Catholics will attend bible studies and get all excited about learning about the culture at the time various books of the scriptures were written. You may have heard some clever person saying during one of those studies, the Bible is “Basic Instruction’s Before Leaving Earth. That is a cute saying but that statement is misleading. The scriptures are not an instruction manual and to call it a manual for life is far from the real reason the scriptures were given to us. Simply put, the bible is God’s revelation of himself and his plan for us. It also provides us with a clear picture of how we are to respond to that revelation.
God is clear about his plan for us when he created us. God desires to share his love and have us grow in intimacy with him. From the beginning of creation, we were to be immortal beings, sharing intimacy with God and having dominion over all his creation. We know the sin of Adam and Eve cost us immortality and we lost dominion over the earth and sickness, death, and all sorts of calamities became part of our daily life. But God’s desire for us to share intimacy with him has never changed. God’s desire for us to live forever did not change. The sad part of life is we humans remain just as stubborn as Adam and Eve were because we somehow still believe we can become like God by our own efforts to be holy.
The Pharisees in today’s gospel were shocked because Jesus chose to dine with Zacchaeus. We may not read the scriptures, but we do know many of the gospel stories. The New Testament stories show us the never ending quest of God to point out how wrong our thinking is about how God views sin and our reaction to sin. We see that in the parable of the Prodigal son, the parable of the workers in the vineyard, the woman caught in adultery, the tax collector and the Pharisee in prayer and this story of Zacchaeus. Every one of those parables reward the individuals we believe do not deserve to be rewarded. Yet Jesus used those parables to reveal to us how wrong we are about what it takes to please God.

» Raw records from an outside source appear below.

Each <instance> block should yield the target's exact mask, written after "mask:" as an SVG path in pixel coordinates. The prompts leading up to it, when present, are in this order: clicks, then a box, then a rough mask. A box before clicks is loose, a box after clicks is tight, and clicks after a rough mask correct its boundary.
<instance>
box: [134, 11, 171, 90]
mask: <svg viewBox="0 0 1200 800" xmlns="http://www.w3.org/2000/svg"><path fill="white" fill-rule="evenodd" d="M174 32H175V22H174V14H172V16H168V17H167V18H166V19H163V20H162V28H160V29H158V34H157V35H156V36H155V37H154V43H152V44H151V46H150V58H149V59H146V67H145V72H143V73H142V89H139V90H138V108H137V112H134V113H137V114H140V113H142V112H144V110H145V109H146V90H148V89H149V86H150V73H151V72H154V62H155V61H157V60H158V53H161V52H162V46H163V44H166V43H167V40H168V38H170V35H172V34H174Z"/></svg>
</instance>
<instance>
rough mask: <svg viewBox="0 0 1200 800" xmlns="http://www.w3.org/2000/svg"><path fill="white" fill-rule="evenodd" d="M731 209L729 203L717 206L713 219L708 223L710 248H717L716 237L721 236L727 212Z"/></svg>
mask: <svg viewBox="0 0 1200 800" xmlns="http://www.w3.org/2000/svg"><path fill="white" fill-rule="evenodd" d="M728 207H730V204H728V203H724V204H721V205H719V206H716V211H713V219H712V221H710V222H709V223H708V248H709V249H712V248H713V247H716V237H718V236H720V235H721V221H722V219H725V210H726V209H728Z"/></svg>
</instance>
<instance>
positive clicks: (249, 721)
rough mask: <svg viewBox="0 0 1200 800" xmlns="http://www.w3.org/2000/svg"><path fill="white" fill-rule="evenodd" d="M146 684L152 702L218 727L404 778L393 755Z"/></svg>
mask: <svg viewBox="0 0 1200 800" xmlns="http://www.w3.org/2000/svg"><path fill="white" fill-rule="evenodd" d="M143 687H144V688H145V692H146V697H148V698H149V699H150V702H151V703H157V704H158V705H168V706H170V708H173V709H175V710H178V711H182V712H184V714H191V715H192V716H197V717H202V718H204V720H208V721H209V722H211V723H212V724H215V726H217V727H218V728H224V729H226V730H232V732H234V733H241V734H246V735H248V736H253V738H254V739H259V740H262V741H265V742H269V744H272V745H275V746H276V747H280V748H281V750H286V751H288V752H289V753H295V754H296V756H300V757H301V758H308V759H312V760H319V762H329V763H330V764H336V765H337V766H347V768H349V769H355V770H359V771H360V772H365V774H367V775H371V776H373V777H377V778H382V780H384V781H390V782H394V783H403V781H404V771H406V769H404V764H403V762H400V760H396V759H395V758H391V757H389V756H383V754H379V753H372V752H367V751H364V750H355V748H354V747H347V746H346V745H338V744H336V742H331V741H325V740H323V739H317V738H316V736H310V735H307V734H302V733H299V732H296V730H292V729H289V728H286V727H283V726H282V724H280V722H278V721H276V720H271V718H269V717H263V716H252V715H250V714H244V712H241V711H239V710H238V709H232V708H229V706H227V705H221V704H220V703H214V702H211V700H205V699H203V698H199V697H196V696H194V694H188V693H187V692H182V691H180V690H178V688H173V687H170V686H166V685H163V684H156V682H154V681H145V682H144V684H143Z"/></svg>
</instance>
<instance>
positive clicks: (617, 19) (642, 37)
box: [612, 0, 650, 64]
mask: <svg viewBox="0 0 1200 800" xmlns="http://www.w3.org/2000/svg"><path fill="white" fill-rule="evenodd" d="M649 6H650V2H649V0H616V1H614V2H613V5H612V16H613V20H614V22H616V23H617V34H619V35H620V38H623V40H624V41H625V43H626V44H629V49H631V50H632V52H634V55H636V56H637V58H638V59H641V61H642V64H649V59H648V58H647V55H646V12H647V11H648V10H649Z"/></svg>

The root of our problem is we believe in a system of reward for good behavior and punishment for bad behavior. We struggle with the parables which overlook the failings of humanity. We look at the loss of paradise by Adam and Eve as punishment and we do not take the time to see God’s mercy in how he treated them after they failed. He sought them out, he clothed them just as he clothes us with righteousness. In addition, God reveals his plan for our redemption as he curses the serpent and declares the woman and her offspring will strike his head (Gen.3:15). God’s plan was then and remains now for us to enjoy a life of immortality. That has never changed, and our destiny remains intimacy with God. But we must learn the lesson of Adam and Eve. What God desires to give us cannot be earned or merited through our efforts but by us embracing his mercy. Zacchaeus shows us how God is constantly offering sinners intimacy with him instead of having our sin keep us from allowing him into our lives.

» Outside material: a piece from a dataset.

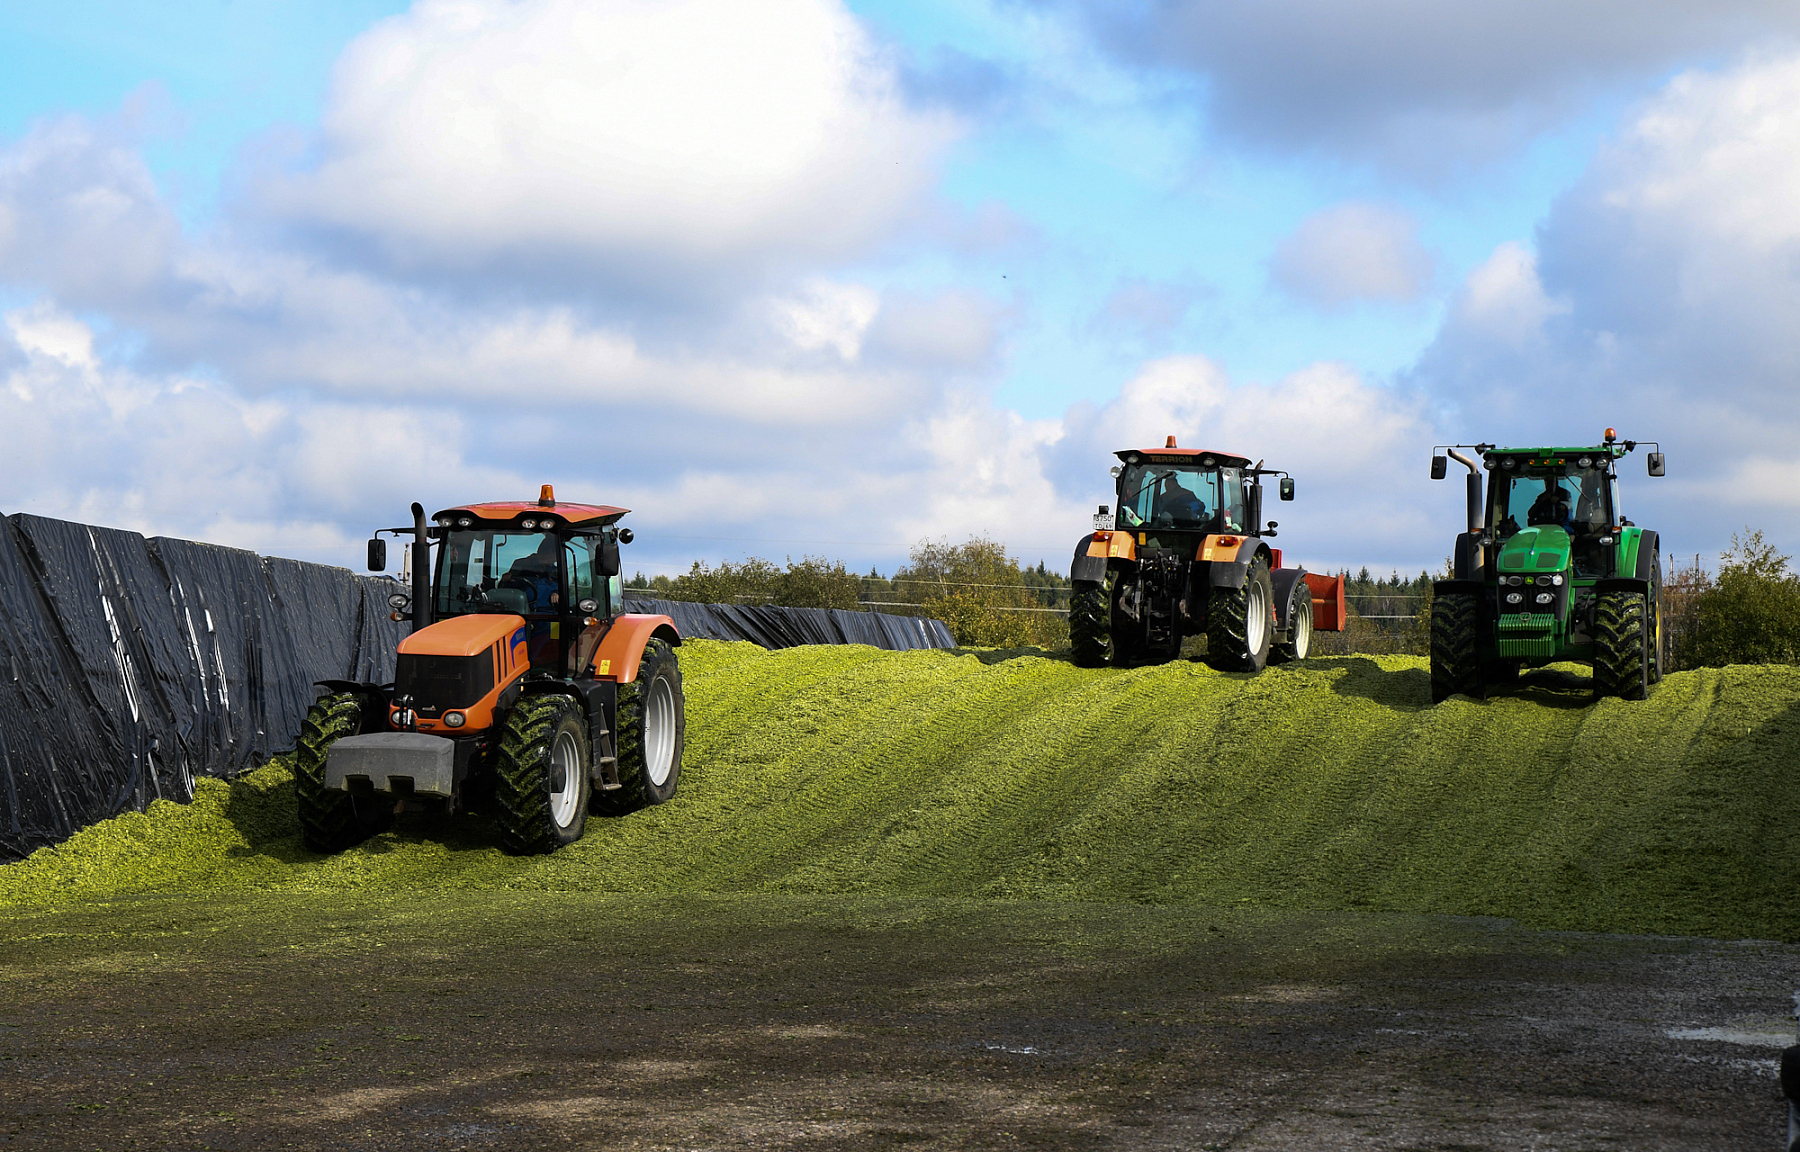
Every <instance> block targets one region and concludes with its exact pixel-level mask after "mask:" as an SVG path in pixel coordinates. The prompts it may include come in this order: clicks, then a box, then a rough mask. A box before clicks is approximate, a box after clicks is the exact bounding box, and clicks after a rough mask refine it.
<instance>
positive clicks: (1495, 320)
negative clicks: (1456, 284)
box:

We have a mindset which has God using our system of reward and punishment instead of his system of overlooking our sin and accepting his invitation to be in his presence. We need to let go of our feelings of unworthiness and not deserving of forgiveness. We need to let go of our understanding of worth and discover in the scriptures God does not hate anything he created but instead only sees the good in each of us. We need to discover the heart of the Father and how his mercy is extended to everyone.

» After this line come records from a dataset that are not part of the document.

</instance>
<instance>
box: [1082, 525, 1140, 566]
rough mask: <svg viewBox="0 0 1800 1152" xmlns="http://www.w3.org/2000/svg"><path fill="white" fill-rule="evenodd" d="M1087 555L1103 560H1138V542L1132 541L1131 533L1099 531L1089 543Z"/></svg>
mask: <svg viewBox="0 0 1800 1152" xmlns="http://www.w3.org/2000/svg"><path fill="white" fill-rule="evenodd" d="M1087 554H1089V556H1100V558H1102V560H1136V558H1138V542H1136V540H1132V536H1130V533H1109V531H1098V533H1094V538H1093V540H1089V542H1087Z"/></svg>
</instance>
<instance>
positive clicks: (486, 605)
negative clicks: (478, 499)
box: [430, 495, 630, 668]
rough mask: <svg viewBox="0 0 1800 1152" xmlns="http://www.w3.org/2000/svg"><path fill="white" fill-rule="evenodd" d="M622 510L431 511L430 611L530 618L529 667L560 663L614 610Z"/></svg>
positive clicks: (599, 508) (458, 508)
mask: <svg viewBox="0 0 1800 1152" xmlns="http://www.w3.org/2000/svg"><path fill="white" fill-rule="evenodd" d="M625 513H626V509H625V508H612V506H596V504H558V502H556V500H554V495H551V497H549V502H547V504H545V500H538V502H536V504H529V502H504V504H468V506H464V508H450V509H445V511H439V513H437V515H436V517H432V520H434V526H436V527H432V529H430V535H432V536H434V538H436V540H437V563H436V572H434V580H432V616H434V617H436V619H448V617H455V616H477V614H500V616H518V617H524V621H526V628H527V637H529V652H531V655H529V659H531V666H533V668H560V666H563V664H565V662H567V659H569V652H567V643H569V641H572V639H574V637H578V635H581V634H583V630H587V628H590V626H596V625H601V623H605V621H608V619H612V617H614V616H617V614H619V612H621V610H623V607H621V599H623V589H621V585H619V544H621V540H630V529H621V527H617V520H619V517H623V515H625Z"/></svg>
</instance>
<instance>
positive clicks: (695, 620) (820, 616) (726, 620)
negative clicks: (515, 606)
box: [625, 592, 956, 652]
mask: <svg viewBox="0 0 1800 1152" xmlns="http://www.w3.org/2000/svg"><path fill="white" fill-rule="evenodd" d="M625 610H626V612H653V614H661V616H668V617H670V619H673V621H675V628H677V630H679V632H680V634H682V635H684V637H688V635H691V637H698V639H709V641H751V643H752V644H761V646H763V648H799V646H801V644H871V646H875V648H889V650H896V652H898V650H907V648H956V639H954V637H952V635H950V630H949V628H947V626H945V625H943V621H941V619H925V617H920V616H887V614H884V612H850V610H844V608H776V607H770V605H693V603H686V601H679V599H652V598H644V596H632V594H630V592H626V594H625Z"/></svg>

Listen to God speaking to us in the first reading from the Book of Wisdom. The verses we heard begin by giving us an image of the immensity of God. He is beyond our comprehension. The scriptures tell us, for God “the entirety of the universe is as grain on a scale or as a drop of dew come upon the earth.” Just imagine the size of God for the entire universe to God is a grain or a drop of dew. We have an immense, powerful, omnipotent God who invites us to come to him, to call him Abba, to jump in his lap as a child would jump into the inviting arms of someone who loves them. Then he tells us God has “…mercy on al.” He continues to remind us how God “… overlooks the sins of all.” This is God in the Old Testament revealing himself to us and we still have trouble believing in forgiveness for all sin and especially for our sins.
How many times and through how many ways does God have to tell us he does “…. spare all things, because they are (his) and (he) our LORD is the lover of souls, (and his) imperishable spirit is in all things!” How many times do we have to hear God tell us, it is his desire that none should perish. God has done his part to redeem us, by sending us Jesus Christ to pay the penalty for our sins. Instead of feeling unworthy we should be to be like Zacchaeus and overcome our own failings to desire to encounter Christ.
Let us continue to encounter Christ and receive him in the sacrament not as righteous Pharisees but to as grateful sinners.